Word from the author (belonging to the entry below about Fund Manager Selection by Institutional Investors)

Our entry about the activities of Institutional Investors and their investment styles – see below – is rather long. I am aware of the fact that readers don’t like blog entries to become too long. Normally we will limit our entries to some 1000-2000 words, like we did up until now.

However, because of the important link between actions by institutional parties and the current crisis, we did believe that it would be wrong to oversimplify things. We therefore decided to use 3000 words to explain things more rigorously.

I hope that the reader will appreciate this. By distinguishing between types of institutions, we learn a few things. First, some of the institutions invest like private investors, but with the an added knowledge base, whereas others are actually working in such a structure that the true specialists have insufficient power compared to non-specialists taking the main decisions. Result: awful mistakes, excess middle-of-the-road strategies, overconfidence in allegedly big names and not enough focus on performance and risk management.

To some extent we can therefore conclude that – whereas the system was supposed to rely on institutional investors being true specialists advising the non-specialists – institutions were instrumental in explaining the credit crisis and not in helping to avoid it.

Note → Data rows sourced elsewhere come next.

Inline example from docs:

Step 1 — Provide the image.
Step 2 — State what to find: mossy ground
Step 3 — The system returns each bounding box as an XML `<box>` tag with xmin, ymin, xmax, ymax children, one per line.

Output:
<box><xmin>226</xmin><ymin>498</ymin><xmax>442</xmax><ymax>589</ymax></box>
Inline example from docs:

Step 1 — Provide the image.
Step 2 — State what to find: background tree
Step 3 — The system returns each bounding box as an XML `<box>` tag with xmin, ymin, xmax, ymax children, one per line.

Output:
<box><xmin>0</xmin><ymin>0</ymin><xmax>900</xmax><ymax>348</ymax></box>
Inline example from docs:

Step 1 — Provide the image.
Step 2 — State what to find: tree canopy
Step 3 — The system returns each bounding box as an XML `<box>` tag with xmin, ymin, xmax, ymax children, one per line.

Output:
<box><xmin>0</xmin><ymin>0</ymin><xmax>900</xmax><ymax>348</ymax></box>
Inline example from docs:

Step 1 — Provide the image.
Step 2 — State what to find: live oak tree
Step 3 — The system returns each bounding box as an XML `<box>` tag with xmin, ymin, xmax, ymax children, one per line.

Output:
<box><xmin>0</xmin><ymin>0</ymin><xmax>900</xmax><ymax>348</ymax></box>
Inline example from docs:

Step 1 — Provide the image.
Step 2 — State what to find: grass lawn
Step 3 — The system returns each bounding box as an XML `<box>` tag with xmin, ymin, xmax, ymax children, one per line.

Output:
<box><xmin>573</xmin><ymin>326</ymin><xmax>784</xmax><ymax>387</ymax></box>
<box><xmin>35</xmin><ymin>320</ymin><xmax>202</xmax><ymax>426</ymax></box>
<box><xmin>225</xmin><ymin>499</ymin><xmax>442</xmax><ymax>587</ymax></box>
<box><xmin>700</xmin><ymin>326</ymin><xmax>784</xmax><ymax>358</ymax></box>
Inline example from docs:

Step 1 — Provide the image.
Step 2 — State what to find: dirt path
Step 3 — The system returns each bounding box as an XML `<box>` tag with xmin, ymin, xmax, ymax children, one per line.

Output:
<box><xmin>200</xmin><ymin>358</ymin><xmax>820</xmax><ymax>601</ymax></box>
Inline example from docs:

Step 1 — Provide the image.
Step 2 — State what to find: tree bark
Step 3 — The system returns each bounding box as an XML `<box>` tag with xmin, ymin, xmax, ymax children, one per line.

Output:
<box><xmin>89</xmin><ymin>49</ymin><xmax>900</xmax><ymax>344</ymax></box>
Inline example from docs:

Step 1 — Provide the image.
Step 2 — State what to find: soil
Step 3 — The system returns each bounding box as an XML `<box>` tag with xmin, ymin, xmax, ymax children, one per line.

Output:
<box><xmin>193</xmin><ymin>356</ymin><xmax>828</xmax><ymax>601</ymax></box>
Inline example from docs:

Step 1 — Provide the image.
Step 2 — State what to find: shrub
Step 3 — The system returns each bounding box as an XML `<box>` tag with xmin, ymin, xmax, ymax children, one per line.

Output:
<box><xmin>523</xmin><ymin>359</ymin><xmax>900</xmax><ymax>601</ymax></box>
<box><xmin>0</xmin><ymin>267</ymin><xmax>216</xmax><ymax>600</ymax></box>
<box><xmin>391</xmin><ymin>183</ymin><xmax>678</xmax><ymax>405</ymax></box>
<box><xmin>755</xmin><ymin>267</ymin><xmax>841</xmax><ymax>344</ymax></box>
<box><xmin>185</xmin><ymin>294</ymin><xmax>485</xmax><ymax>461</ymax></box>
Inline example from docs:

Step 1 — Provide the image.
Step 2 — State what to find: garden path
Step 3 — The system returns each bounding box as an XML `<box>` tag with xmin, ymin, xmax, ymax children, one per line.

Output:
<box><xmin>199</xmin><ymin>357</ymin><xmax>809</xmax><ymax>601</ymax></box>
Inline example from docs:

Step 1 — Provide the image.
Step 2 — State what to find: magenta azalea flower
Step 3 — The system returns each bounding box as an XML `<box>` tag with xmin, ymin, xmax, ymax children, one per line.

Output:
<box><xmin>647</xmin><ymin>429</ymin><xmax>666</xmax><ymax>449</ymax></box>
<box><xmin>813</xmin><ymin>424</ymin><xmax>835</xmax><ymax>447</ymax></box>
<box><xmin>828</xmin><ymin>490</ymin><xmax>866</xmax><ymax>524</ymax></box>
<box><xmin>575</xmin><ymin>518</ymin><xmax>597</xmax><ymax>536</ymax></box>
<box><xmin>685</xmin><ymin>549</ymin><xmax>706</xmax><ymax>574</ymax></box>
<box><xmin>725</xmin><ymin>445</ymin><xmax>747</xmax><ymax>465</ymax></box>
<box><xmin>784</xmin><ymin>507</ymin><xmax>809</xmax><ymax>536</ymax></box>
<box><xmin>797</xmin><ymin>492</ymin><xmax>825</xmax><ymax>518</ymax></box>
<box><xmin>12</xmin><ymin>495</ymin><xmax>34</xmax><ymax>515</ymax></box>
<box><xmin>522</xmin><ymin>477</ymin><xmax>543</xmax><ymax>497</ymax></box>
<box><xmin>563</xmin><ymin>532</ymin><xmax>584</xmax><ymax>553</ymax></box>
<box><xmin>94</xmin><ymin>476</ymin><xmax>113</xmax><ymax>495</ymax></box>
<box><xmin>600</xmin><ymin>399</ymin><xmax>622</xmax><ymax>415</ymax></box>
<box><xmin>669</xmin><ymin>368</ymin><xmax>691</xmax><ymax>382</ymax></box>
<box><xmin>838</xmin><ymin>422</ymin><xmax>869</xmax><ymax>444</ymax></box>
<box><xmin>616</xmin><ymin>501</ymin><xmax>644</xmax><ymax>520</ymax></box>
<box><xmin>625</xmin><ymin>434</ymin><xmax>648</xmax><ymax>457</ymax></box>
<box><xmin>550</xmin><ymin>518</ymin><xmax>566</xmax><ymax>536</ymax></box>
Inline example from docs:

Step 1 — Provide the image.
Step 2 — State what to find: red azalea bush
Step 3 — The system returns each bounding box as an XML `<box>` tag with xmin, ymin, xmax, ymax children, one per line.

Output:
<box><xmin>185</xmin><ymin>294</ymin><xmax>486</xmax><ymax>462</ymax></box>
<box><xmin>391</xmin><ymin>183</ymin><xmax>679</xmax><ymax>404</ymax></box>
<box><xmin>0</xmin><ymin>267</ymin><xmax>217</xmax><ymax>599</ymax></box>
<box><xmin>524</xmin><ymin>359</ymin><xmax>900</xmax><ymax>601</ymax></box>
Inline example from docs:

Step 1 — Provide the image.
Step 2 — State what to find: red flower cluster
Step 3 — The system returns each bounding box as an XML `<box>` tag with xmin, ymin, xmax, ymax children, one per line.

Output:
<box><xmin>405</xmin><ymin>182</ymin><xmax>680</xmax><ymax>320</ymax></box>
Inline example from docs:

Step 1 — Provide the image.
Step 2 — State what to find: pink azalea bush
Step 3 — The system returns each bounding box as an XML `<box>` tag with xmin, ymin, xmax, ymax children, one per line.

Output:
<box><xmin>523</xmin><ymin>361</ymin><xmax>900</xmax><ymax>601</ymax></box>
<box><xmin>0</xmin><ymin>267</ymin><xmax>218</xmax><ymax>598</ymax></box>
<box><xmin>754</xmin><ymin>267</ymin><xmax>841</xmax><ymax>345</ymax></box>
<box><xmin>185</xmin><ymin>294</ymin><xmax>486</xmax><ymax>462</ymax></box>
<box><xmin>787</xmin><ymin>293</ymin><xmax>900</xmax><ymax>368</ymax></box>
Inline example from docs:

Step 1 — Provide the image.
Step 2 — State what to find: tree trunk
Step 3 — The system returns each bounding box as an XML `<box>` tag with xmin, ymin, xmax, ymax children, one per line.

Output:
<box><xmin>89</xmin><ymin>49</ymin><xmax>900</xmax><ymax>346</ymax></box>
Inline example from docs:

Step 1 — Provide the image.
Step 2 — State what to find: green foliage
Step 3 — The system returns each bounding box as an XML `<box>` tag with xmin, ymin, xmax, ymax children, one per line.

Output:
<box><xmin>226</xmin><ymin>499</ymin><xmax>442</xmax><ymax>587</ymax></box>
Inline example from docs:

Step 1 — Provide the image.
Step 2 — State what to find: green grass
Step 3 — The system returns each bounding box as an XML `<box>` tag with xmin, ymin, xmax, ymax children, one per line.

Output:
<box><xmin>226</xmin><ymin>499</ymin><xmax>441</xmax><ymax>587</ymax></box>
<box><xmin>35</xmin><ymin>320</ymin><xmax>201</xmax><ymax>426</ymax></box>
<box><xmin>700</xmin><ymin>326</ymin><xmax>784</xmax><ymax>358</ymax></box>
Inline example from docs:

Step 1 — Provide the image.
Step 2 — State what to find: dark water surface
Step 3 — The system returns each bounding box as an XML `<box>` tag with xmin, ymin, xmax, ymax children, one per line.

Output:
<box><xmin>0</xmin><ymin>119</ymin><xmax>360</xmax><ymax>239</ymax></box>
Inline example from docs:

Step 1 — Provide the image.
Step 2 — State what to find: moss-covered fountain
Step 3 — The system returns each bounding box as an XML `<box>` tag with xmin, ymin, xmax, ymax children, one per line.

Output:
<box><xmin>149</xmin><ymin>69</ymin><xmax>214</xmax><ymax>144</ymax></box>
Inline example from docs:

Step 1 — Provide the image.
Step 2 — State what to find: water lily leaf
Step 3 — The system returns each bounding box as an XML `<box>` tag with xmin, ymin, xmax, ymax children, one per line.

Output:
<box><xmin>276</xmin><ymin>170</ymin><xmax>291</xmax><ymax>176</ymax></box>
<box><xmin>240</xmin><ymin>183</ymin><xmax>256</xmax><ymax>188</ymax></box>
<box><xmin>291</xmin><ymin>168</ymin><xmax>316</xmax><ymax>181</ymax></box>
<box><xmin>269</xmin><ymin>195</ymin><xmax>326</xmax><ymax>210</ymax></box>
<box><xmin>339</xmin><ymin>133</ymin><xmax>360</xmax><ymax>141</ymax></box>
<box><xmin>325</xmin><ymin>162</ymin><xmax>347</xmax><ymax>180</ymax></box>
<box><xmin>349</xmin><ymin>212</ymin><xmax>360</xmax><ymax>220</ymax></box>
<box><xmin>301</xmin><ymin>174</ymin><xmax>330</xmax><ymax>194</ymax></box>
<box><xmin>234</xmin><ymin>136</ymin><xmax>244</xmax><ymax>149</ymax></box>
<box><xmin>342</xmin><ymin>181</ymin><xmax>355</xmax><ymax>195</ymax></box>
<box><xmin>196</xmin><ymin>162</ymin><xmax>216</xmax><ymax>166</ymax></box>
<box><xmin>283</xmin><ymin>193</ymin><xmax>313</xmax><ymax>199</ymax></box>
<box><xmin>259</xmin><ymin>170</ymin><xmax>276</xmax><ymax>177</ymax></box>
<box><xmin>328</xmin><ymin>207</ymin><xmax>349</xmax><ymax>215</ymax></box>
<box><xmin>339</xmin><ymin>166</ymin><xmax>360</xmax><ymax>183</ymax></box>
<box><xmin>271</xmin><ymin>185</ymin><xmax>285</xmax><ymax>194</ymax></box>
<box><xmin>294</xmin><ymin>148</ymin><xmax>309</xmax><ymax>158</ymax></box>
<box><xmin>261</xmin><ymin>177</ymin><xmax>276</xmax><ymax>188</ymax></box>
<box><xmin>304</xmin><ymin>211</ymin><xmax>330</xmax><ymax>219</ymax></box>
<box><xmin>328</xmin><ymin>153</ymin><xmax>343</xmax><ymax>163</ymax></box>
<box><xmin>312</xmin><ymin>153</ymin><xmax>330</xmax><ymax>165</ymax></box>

On the other hand, the bravest of these institutions will probably also help us out of the crisis, together with Sovereign Wealth Funds. The Wealth Funds are a new category of investor that became important during the last 10 years. We will study them separately in a future blog entry.

For individual investors and their advisors reading the entry on Institutional Investors: we hope that our critical notes will help you in your decision process. Some are good in one thing, others in another and as a group they were disappointing. That is not to say that there aren’t true best-of-breed champions out there. There are, and we are of course pleased to help you finding them, when you come to the conclusion that it is too complicated to distinguish the good from the bad.

And of course, non-specialist institutional investors that have to invest: use a good consultant. Investing is complicated in and of itself, and knowing how complicated it becomes to take investment decisions in a decision structure in which you also have to incorporate the desires and demands of non-investors and/or take into account non-investment-related aspects (e.g. very important in family offices or endowments!), it is good to know who is good or bad in what.

That is what we try to achieve with or long piece. If instead of making you fall asleep, it will trigger discussion or comments, we will feel that our decision to write something too long for blog entry standards has actually worked!